How Does A College Hoops Team Develop A Faster Tempo? For UMBC, It’s A Process

In Jim Ferry’s first year as head coach of the UMBC men’s basketball team, the Retrievers have occasionally flashed the style Ferry envisions for the program long term.

Those flashes:

— Scoring 98 points against American Nov. 23
— 87 points at Pitt Nov. 27
— 98 points against Columbia Dec. 1
— 88 points at Maine Jan. 22
— 88 points against New Hampshire Feb. 5
— 95 points against Stony Brook Feb. 16

The win against Stony Brook in particular was a window into what Ferry is trying to build: 21 assists on 33 made baskets, shooting the lights out (18 threes) and getting up and down the floor.

“That’s always the style of play I strive for. I’d love to score 100. You don’t. At this level, if you can get to 75, 80, that’s high octane,” Ferry said after the game. “We’ve done it several times this year. It’s just doing it consistently. But this is the pace we want to play at.”
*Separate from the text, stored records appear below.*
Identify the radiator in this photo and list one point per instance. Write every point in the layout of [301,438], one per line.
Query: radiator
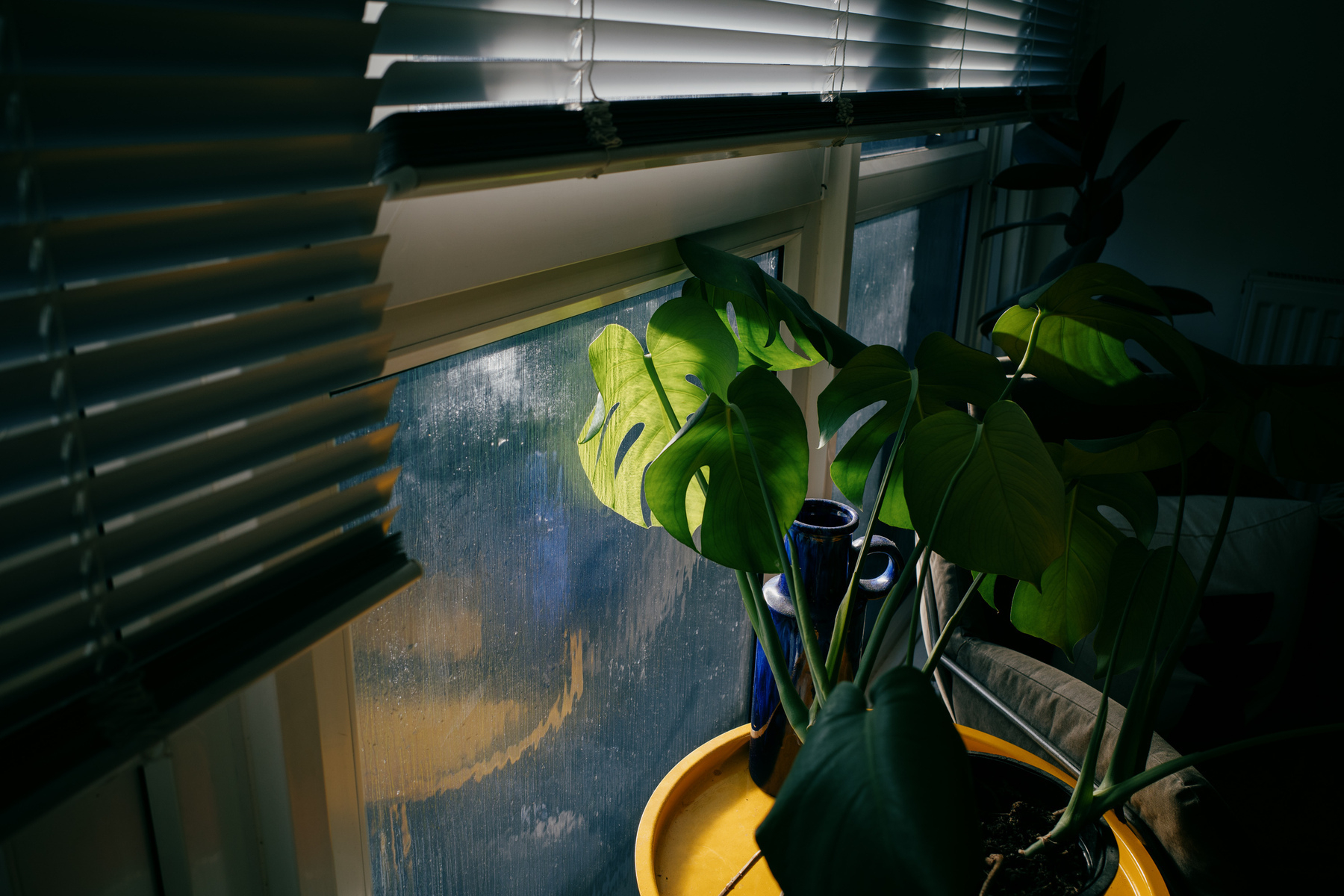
[1292,319]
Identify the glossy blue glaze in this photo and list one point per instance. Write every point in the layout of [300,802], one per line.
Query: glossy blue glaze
[823,541]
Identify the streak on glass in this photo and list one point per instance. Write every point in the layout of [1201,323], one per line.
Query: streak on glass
[519,704]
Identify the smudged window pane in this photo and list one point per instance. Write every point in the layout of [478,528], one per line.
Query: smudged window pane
[519,704]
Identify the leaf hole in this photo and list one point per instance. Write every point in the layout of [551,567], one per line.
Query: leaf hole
[626,444]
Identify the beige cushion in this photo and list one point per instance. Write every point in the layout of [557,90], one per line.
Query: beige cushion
[1183,812]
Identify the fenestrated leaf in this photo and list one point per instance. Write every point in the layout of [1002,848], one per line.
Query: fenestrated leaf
[878,801]
[735,531]
[1160,445]
[948,373]
[734,273]
[1039,175]
[1081,341]
[685,337]
[1073,591]
[1007,514]
[1133,561]
[761,344]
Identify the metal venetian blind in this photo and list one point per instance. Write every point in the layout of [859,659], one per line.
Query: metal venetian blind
[186,273]
[472,53]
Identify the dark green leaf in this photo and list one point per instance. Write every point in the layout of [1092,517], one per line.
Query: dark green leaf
[726,270]
[685,337]
[1098,131]
[1090,87]
[1081,341]
[1160,445]
[878,801]
[1073,591]
[1053,218]
[1133,561]
[734,528]
[1007,514]
[948,373]
[1034,144]
[1038,176]
[1142,152]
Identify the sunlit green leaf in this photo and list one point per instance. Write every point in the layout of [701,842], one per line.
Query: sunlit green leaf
[1133,561]
[948,373]
[734,273]
[1007,514]
[735,529]
[880,801]
[685,337]
[759,334]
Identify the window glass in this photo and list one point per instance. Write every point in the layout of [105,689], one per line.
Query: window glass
[905,280]
[874,148]
[519,704]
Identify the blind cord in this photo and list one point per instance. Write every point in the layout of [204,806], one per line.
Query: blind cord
[961,63]
[844,107]
[597,113]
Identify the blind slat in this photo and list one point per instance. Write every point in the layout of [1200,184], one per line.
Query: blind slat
[556,82]
[117,245]
[458,33]
[101,180]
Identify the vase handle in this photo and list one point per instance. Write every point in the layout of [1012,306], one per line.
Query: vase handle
[880,544]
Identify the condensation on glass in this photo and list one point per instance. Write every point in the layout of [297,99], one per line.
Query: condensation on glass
[519,704]
[874,148]
[905,280]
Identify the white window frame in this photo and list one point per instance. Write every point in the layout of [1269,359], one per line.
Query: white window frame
[293,735]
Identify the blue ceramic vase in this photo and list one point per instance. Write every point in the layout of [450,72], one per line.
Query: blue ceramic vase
[823,543]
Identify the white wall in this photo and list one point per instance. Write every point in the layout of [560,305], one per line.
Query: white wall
[1254,180]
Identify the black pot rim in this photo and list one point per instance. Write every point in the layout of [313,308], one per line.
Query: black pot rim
[1097,840]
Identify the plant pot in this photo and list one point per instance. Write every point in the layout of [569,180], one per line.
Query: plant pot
[698,829]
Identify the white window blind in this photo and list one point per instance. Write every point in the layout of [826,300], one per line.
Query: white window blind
[187,270]
[450,54]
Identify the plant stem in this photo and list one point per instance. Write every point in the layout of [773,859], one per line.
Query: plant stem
[1077,812]
[1109,798]
[889,609]
[841,626]
[1130,753]
[671,414]
[945,637]
[791,571]
[1026,356]
[764,626]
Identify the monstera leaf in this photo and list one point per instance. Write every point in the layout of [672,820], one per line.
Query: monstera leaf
[1160,445]
[1142,570]
[880,801]
[948,373]
[1007,514]
[742,276]
[1081,341]
[1073,591]
[757,328]
[647,396]
[735,529]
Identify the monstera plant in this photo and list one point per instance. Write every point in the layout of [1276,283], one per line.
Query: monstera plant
[695,423]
Ferry was previously the head man at LIU Brooklyn (2002-2012), Duquesne (2012-2017) and Penn State (2021). LIU Brooklyn once finished as high as No. 2 in adjusted tempo on KenPom, a college basketball analytics site, during Ferry’s tenure. Duquesne once finished as high as No. 16. Penn State finished No. 125 in 2021, but Ferry was installed as the interim coach just before the season started.

Entering play Feb. 22, UMBC ranks No. 109 in tempo on KenPom, a departure from the style the Retrievers played under Ryan Odom, who preferred to play at a slower pace (No. 208 in tempo in 2020-21) while prioritizing defense. It worked: Odom went 97-60 in five years at UMBC.

Ferry was hired by UMBC shortly after Odom left for Utah State. Guard RJ Eytle-Rock and forward Brandon Horvath followed Odom to the Beehive State, but key guards Keondre Kennedy, L.J. Owens and Darnell Rogers opted to play for Ferry rather than depart via the transfer portal. Those three seniors are combining to average more than 35 points per game for a team with a 13-13 overall mark (8-7 in the America East).

Developing a new style of play with players who had enjoyed success another way was a process that began in the summer, according to Ferry. However, not long after the Retrievers got rolling during that stretch against American, Pitt and Columbia, they had to pause due to COVID-19. UMBC didn’t play for three weeks from mid-December to early January, then lost four of its first five out of the break.

“Everybody likes to hear they want to play fast until they see what you have to do and it’s hard,” Ferry said. “I hate to keep saying this, but that COVID break really stymied our development. We were playing at a high rate. We were scoring a lot of points. The American game, the Columbia game, we were home and we were flying around. Those 15 days over Christmas break are usually times that you can really tweak things and get better, and we didn’t have it and it showed.”

The Retrievers are starting to get their bark back, even with a blowout loss at Vermont Feb. 19. They’ve won seven of their last 10, with Kennedy, Owens and Rogers playing big roles. All three fit into the style Ferry wants to play, and it starts on the practice court.

Kennedy is averaging a team-high 14.8 points and is shooting 40.7 percent from 3-point range while also contributing 5.0 rebounds. Kennedy began to play on the ball more under Odom last year, which helped unlock his game. The 6-foot-6, 180-pound guard has taken more steps forward this year under Ferry.

“Practice is always fun,” Kennedy said. “[Ferry] always is on us about going hard. If you go hard now, it’ll be easier in the game. He really just emphasizes that and just nails it in our heads to the point where it’s second-nature to you, so credit to him.”

Owens, a 6-foot-3, 165-pound guard out of Annapolis and Severn School, is shooting 43.1 percent from 3-point range. Rogers, a 5-foot-2, 150-pound guard out of Baltimore, is leading the team in assists (4.0 per game). He had a season-high 13 assists against Stony Brook Feb. 16.

“We practice up and down just so we can be in shape for the games,” Rogers said. “We’re pretty used to it now. When you get in a game, if you’re hitting shots you can stick with it, but if not you’ve got to slow it down. That’s the only adjustment, really.”

UMBC has three regular-season games left, including two at home. After that, the America East tournament takes place at campus sites across a seven-day period. The America East championship game March 12 will determine the conference’s automatic bid to the NCAA Tournament.

Don’t be surprised if the Retrievers’ offensive production continues to tick up as the calendar turns to March.

“It’s about putting five guys on the floor who can score the basketball — in all different ways, that’s fine — and each guy understanding each other’s strengths and weaknesses and sharing the basketball,” Ferry said. “The phrase I use all the time is just let the ball find the shot. We have guys that can all score, so we want … pace and tempo. That means getting up the court in three seconds, spreading people out, moving the basketball.”

All statistics are entering UMBC’s game at Hartford Feb. 23.